JOB DESCRIPTION | Food & Beverage Director
Education And/or Experience:
• At least 5 years of progressive experience in a hotel or a related field.
• Alcohol Awareness Certification (must comply with State regulations)
• Must be computer proficient in Company approved spreadsheets and word processing.
• Must be able to convey information and ideas clearly.
• Must maintain composure and objectivity under pressure.
• Must be able to work with and understand financial information and data, and basic arithmetic functions.
• Ability to read and interpret documents such as safety rules, operating and maintenance instructions and procedure manuals. Ability to write routine reports and correspondence as well as dates and time.

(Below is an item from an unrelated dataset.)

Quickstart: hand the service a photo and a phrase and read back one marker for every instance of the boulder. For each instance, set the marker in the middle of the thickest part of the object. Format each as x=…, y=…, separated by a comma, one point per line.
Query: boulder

• Ability to apply deductive skills to carry out instructions furnished in written, oral, or diagram form. Ability to problem solve with concrete variables in standardized situations.
• Must be effective at listening to, understanding and clarifying the concerns and issues raised by co-workers and guests.
• State Food Handling and Safety Certifications.
Pay is in the range of $95,000 to $100,000 per year salary.